Quand on prétend juger un écrivain comme M. Edgar Quinet, quand on veut suivre dans toutes ses entreprises une pensée si active, si audacieuse, qui a touché à tant de choses et soulevé tant de passions, le meilleur moyen d’être juste, c’est d’avoir sans cesse présent à l’esprit le but idéal que l’écrivain s’est efforcé d’atteindre. Le simple exposé des faits devient alors un jugement ; son programme l’absout ou le condamne, suivant qu’il a marché vers son but ou qu’il s’est détourné de sa voie. Je veux appliquer cette critique à un homme que j’ai beaucoup connu, qui m’a inspiré un tendre respect, et que les plus graves dissentimens ne m’empêchent pas d’appeler mon maître et mon ami. Me sera-t-il possible d’être impartial ? J’ose le croire ; la critique dont je viens de parler est la seule équitable comme elle est la seule féconde. L’autorité qu’elle invoque ne saurait être contestée, le poète est son propre juge, et c’est pour ainsi dire sa conscience qui s’interroge elle-même.

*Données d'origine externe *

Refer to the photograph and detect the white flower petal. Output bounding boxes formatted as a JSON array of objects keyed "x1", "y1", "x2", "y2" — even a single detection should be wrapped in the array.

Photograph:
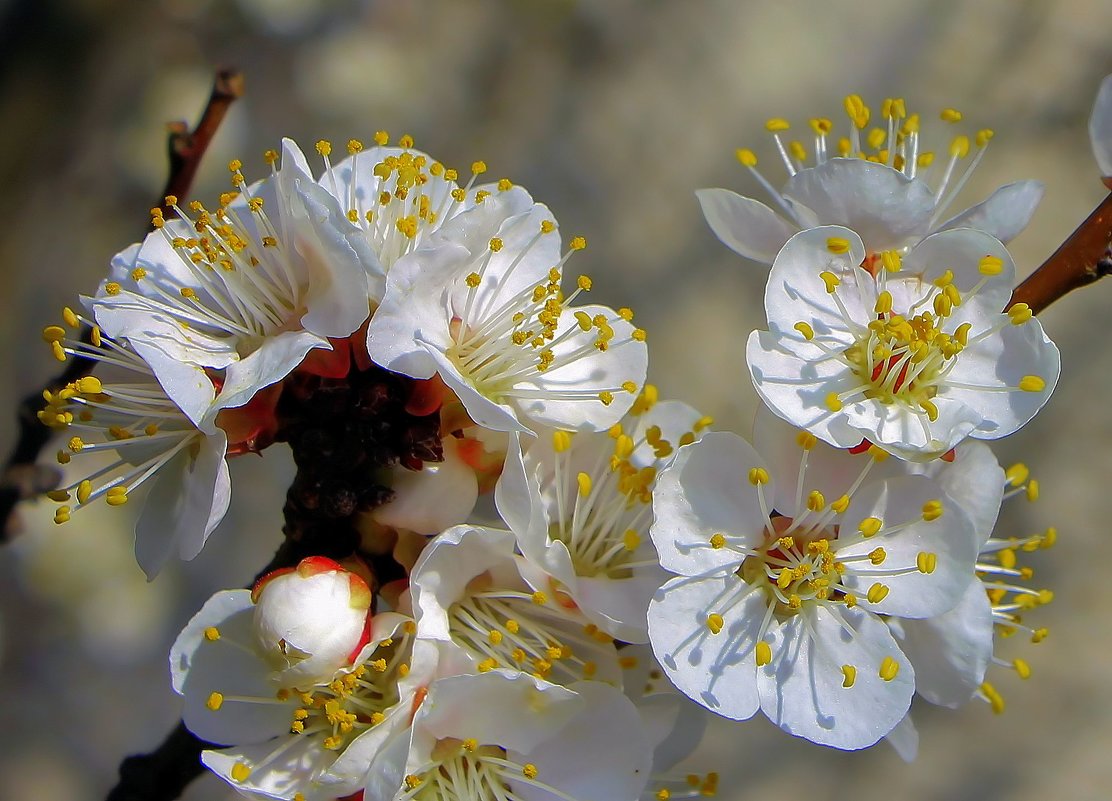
[
  {"x1": 838, "y1": 476, "x2": 978, "y2": 619},
  {"x1": 841, "y1": 395, "x2": 983, "y2": 460},
  {"x1": 893, "y1": 579, "x2": 993, "y2": 707},
  {"x1": 1090, "y1": 74, "x2": 1112, "y2": 177},
  {"x1": 372, "y1": 437, "x2": 479, "y2": 535},
  {"x1": 781, "y1": 159, "x2": 935, "y2": 252},
  {"x1": 695, "y1": 188, "x2": 798, "y2": 264},
  {"x1": 650, "y1": 431, "x2": 771, "y2": 576},
  {"x1": 648, "y1": 575, "x2": 765, "y2": 721},
  {"x1": 915, "y1": 441, "x2": 1004, "y2": 546},
  {"x1": 935, "y1": 181, "x2": 1044, "y2": 244},
  {"x1": 885, "y1": 714, "x2": 919, "y2": 762},
  {"x1": 419, "y1": 338, "x2": 530, "y2": 432},
  {"x1": 202, "y1": 739, "x2": 337, "y2": 801},
  {"x1": 134, "y1": 429, "x2": 230, "y2": 579},
  {"x1": 214, "y1": 329, "x2": 330, "y2": 412},
  {"x1": 759, "y1": 606, "x2": 913, "y2": 749}
]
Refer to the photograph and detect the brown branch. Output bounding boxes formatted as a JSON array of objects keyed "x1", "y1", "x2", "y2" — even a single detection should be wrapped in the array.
[
  {"x1": 1010, "y1": 190, "x2": 1112, "y2": 314},
  {"x1": 0, "y1": 69, "x2": 243, "y2": 543}
]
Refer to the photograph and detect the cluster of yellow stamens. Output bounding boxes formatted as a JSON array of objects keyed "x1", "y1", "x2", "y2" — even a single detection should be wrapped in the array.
[
  {"x1": 976, "y1": 461, "x2": 1055, "y2": 715},
  {"x1": 735, "y1": 94, "x2": 995, "y2": 215},
  {"x1": 545, "y1": 387, "x2": 711, "y2": 578},
  {"x1": 400, "y1": 739, "x2": 550, "y2": 801},
  {"x1": 805, "y1": 242, "x2": 1047, "y2": 419},
  {"x1": 208, "y1": 621, "x2": 415, "y2": 786},
  {"x1": 38, "y1": 312, "x2": 202, "y2": 523},
  {"x1": 447, "y1": 583, "x2": 617, "y2": 685},
  {"x1": 445, "y1": 223, "x2": 643, "y2": 408}
]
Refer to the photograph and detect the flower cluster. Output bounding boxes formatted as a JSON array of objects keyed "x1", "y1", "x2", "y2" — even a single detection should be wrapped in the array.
[{"x1": 37, "y1": 88, "x2": 1070, "y2": 801}]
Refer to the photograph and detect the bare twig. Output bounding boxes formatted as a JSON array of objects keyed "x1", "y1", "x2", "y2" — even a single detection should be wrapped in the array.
[
  {"x1": 0, "y1": 69, "x2": 243, "y2": 542},
  {"x1": 1010, "y1": 190, "x2": 1112, "y2": 314}
]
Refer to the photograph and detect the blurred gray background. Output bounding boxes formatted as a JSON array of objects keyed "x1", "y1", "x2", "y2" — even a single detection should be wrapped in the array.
[{"x1": 2, "y1": 0, "x2": 1111, "y2": 799}]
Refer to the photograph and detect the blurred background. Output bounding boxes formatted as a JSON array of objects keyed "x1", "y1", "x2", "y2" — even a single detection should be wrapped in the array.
[{"x1": 1, "y1": 0, "x2": 1111, "y2": 798}]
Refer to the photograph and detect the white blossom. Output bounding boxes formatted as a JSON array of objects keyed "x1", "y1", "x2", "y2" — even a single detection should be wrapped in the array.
[
  {"x1": 699, "y1": 94, "x2": 1043, "y2": 264},
  {"x1": 1089, "y1": 74, "x2": 1112, "y2": 178},
  {"x1": 647, "y1": 421, "x2": 980, "y2": 748},
  {"x1": 747, "y1": 225, "x2": 1060, "y2": 460}
]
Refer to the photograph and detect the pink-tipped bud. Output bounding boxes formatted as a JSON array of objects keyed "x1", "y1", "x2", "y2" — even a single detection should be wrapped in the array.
[{"x1": 251, "y1": 556, "x2": 372, "y2": 684}]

On a publié tout récemment les œuvres complètes de M. Edgar Quinet. Des mains amies se sont chargées de ce travail et l’ont accompli avec soin. Je regrette seulement que des préoccupations particulières aient un peu altéré dans cette édition le caractère général de la pensée de l’auteur. On a interverti les dates ; on a suivi un ordre de matières plutôt que le développement à la fois logique et passionné de ce rare esprit. D’après la distribution des ouvrages de M. Quinet dans ces dix volumes, l’impression qui résulte de la lecture n’est pas conforme à la vérité ; le publiciste, et surtout le publiciste de la dernière période, y domine le philosophe et le poète.